Location: Biological Control of Pests ResearchTitle: Potential utilization of Stethorus punctillum to control Tetranychus cinnabarinus on strawberry in greenhouses and high tunnels
Submitted to: Entomological Society of America Proceedings
Publication Type: Abstract Only
Publication Acceptance Date: 3/5/2019
Publication Date: N/A
Technical Abstract: The effectiveness of mass-reared ladybird beetles to control spider mites in greenhouse crop cultivation is poorly known. The hypothesis that the spider mite predatory ladybird Stethorus (S.) punctillum (Coleoptera: Coccinellidae) can control the carmine spider mite Tetranychus (T.) cinnabarinus (Acari: Tetranychidae) was tested.
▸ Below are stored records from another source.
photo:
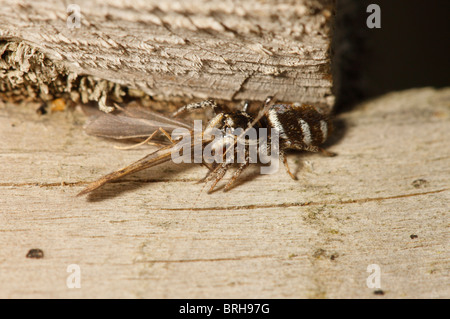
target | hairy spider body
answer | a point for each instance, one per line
(298, 127)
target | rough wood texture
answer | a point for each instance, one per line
(204, 49)
(157, 234)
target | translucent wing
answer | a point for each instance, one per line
(131, 122)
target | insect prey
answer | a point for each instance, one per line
(290, 126)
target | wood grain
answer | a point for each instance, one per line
(230, 50)
(157, 234)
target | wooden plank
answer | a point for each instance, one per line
(193, 49)
(157, 234)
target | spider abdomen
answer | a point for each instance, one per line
(300, 127)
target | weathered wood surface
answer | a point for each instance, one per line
(156, 234)
(197, 48)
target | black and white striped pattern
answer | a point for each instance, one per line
(299, 127)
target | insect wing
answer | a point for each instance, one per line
(131, 122)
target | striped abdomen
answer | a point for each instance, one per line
(299, 127)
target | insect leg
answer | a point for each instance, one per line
(199, 105)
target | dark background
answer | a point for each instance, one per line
(412, 48)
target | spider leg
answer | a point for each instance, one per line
(286, 165)
(199, 105)
(217, 175)
(327, 153)
(236, 174)
(246, 106)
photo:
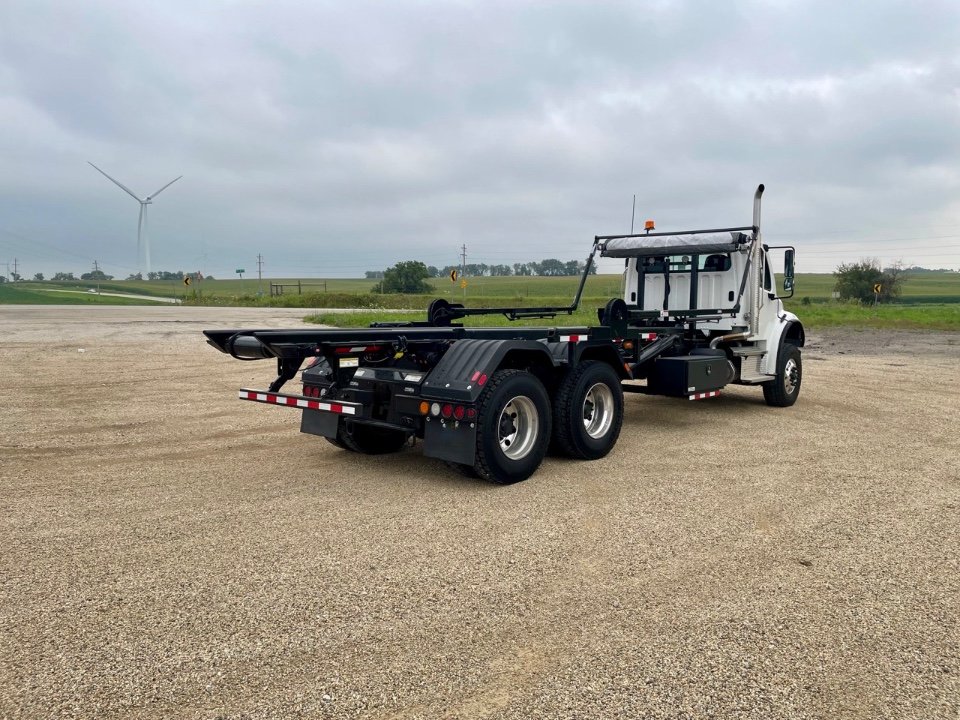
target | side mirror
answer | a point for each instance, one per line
(788, 270)
(785, 284)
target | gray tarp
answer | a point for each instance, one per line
(674, 245)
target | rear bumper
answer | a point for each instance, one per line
(299, 401)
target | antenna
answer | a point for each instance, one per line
(143, 236)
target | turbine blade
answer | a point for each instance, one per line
(115, 182)
(151, 197)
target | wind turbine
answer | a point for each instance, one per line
(142, 222)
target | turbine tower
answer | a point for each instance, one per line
(142, 222)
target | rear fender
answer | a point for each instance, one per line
(465, 367)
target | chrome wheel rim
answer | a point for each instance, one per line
(598, 410)
(791, 376)
(518, 427)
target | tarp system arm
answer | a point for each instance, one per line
(441, 312)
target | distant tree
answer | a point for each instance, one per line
(521, 269)
(408, 277)
(856, 281)
(96, 275)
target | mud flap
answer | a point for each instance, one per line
(315, 422)
(450, 440)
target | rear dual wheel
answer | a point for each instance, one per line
(588, 411)
(513, 427)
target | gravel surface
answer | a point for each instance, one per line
(168, 551)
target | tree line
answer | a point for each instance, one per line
(551, 267)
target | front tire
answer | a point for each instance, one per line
(588, 412)
(785, 388)
(513, 427)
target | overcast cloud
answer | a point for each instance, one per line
(335, 138)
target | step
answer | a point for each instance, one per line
(755, 379)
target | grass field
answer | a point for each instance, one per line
(930, 300)
(42, 294)
(924, 287)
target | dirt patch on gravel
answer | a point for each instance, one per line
(169, 551)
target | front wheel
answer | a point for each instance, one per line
(513, 427)
(784, 389)
(588, 412)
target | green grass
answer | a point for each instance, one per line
(888, 317)
(34, 294)
(931, 301)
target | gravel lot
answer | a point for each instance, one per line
(168, 551)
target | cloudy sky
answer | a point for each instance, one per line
(334, 138)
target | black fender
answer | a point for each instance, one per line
(604, 353)
(465, 367)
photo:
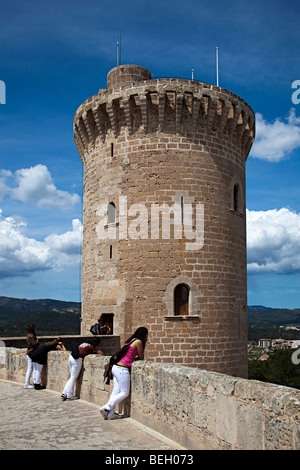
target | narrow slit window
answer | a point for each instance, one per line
(181, 299)
(111, 213)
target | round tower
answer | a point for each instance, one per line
(164, 222)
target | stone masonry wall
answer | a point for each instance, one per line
(199, 409)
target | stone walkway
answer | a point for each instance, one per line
(39, 420)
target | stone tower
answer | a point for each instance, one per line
(164, 223)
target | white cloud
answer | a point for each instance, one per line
(275, 141)
(35, 186)
(21, 255)
(273, 242)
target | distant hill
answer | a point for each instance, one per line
(51, 317)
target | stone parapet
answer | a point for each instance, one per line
(196, 408)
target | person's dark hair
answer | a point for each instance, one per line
(140, 333)
(31, 329)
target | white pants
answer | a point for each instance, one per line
(121, 377)
(29, 371)
(37, 369)
(75, 366)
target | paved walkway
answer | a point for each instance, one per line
(38, 420)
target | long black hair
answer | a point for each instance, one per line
(141, 333)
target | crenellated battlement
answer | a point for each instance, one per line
(167, 105)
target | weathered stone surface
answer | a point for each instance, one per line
(196, 408)
(155, 142)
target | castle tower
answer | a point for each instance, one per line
(164, 223)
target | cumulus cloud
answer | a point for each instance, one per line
(35, 186)
(273, 241)
(275, 141)
(21, 255)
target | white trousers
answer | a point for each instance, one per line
(121, 377)
(29, 371)
(37, 369)
(75, 366)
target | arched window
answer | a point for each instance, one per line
(237, 198)
(181, 299)
(111, 213)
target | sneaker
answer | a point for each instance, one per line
(39, 387)
(104, 412)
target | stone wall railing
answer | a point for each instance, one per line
(197, 408)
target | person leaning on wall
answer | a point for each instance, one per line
(32, 344)
(75, 362)
(39, 359)
(121, 372)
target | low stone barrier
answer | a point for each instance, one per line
(196, 408)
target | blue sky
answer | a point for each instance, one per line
(54, 55)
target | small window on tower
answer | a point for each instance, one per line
(181, 299)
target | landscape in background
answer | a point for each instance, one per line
(273, 334)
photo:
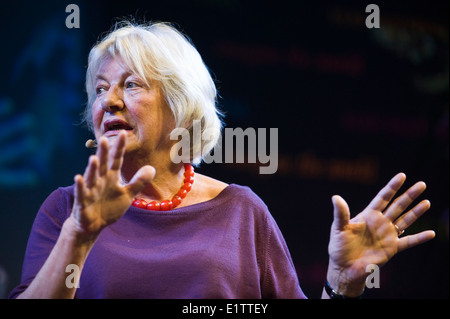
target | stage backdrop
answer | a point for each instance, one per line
(352, 106)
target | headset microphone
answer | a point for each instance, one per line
(91, 144)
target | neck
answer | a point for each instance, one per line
(168, 179)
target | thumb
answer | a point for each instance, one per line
(341, 212)
(142, 178)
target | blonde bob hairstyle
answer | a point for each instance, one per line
(157, 51)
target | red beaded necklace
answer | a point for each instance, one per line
(176, 200)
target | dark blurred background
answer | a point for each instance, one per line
(353, 106)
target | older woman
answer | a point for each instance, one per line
(139, 225)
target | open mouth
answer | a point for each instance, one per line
(116, 125)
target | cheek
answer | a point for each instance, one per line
(97, 117)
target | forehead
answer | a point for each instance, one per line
(112, 66)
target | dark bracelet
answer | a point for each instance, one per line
(334, 295)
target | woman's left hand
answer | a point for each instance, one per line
(372, 236)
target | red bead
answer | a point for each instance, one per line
(189, 179)
(153, 205)
(188, 169)
(182, 193)
(166, 205)
(140, 203)
(187, 187)
(176, 200)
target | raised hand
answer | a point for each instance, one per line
(100, 196)
(373, 236)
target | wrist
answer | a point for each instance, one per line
(79, 237)
(344, 285)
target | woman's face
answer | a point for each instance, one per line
(125, 102)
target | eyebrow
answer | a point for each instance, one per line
(103, 77)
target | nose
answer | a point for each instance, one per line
(113, 100)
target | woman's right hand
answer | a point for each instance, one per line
(100, 196)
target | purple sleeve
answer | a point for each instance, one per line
(280, 278)
(43, 236)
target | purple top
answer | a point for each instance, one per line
(227, 247)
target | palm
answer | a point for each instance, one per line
(371, 237)
(100, 197)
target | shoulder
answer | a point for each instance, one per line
(208, 188)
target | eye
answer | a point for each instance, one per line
(100, 90)
(132, 85)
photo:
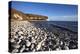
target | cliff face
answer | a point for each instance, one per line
(18, 15)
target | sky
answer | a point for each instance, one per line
(55, 12)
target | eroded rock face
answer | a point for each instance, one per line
(40, 36)
(20, 16)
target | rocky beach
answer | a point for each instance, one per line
(34, 36)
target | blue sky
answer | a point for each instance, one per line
(55, 12)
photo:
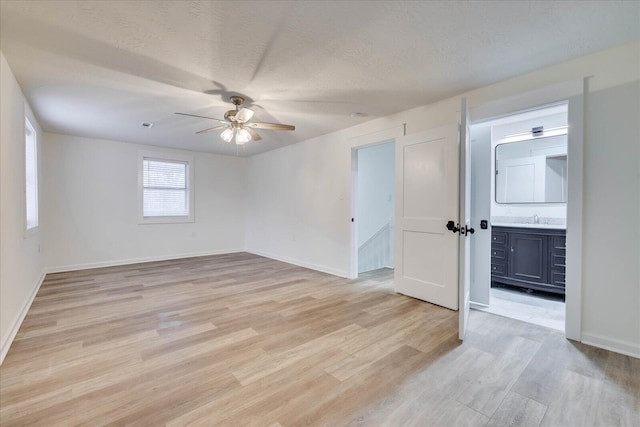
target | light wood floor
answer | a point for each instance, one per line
(238, 340)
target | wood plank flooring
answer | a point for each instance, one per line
(241, 340)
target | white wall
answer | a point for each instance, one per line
(91, 205)
(376, 187)
(21, 261)
(375, 206)
(611, 220)
(299, 196)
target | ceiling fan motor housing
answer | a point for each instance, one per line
(230, 114)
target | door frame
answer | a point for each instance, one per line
(364, 141)
(573, 93)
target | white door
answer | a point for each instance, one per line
(426, 199)
(464, 274)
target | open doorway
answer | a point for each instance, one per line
(374, 198)
(519, 192)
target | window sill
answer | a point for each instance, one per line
(166, 220)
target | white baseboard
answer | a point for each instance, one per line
(6, 343)
(115, 263)
(623, 347)
(321, 268)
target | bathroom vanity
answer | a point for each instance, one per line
(531, 256)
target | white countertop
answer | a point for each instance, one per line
(524, 225)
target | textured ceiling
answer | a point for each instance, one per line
(101, 68)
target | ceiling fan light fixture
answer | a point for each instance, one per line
(242, 136)
(227, 134)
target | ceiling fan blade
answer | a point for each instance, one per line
(272, 126)
(253, 133)
(202, 117)
(244, 115)
(213, 129)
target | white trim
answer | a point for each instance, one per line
(575, 206)
(13, 331)
(572, 92)
(321, 268)
(478, 306)
(618, 346)
(115, 263)
(169, 157)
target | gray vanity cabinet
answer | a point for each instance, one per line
(532, 258)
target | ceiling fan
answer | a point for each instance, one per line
(237, 125)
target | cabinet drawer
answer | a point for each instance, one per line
(559, 242)
(558, 260)
(498, 237)
(498, 253)
(498, 269)
(557, 278)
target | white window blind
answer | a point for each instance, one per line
(31, 175)
(165, 188)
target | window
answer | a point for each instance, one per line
(166, 193)
(31, 175)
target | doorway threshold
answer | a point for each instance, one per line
(519, 305)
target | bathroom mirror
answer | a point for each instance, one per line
(532, 171)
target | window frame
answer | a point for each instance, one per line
(30, 129)
(166, 157)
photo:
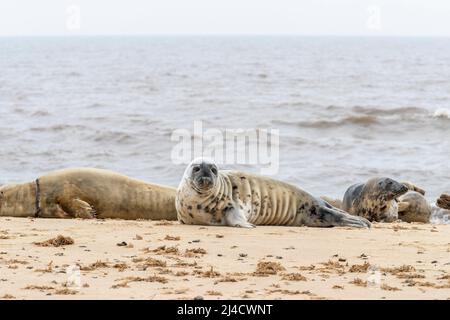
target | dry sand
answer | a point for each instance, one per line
(128, 260)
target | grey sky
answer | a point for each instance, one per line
(304, 17)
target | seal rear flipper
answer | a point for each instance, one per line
(402, 206)
(236, 218)
(324, 216)
(78, 208)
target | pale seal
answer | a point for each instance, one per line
(413, 207)
(374, 200)
(207, 196)
(88, 193)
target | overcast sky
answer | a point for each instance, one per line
(303, 17)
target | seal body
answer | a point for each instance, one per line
(208, 196)
(375, 200)
(413, 207)
(88, 193)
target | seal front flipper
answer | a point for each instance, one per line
(78, 208)
(236, 218)
(402, 206)
(327, 216)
S. punctillum adults were purchased from a biocontrol company and released in a climate-controlled greenhouse to combat a natural infestation of T. cinnabarinus. Predator and pest populations were monitored weekly via non-destructive visual observations. Results indicated that T. cinnabarinus population density declined drastically in two weeks after releasing S. punctillum. In 3-4 weeks, post-release, T. cinnabarinus density was often less than 1 nymph (or adult) per leaflet/plant. The presence of S. punctillum offspring (larvae and pupae) on plants confirmed that released adults were reproductively active. Eventually, released adults and their offspring (adults) died, because of a lack of food, i.e., spider mites. Consequently, T. cinnabarinus population density rebounded. Thus, repeated releases of S. punctillum were necessary to maintain T. cinnabarinus at low densities for extended time periods. In conclusion, this study demonstrates the effectiveness of S. punctillum, but multiple releases are necessary to prevent T. cinnabarinus resurgence.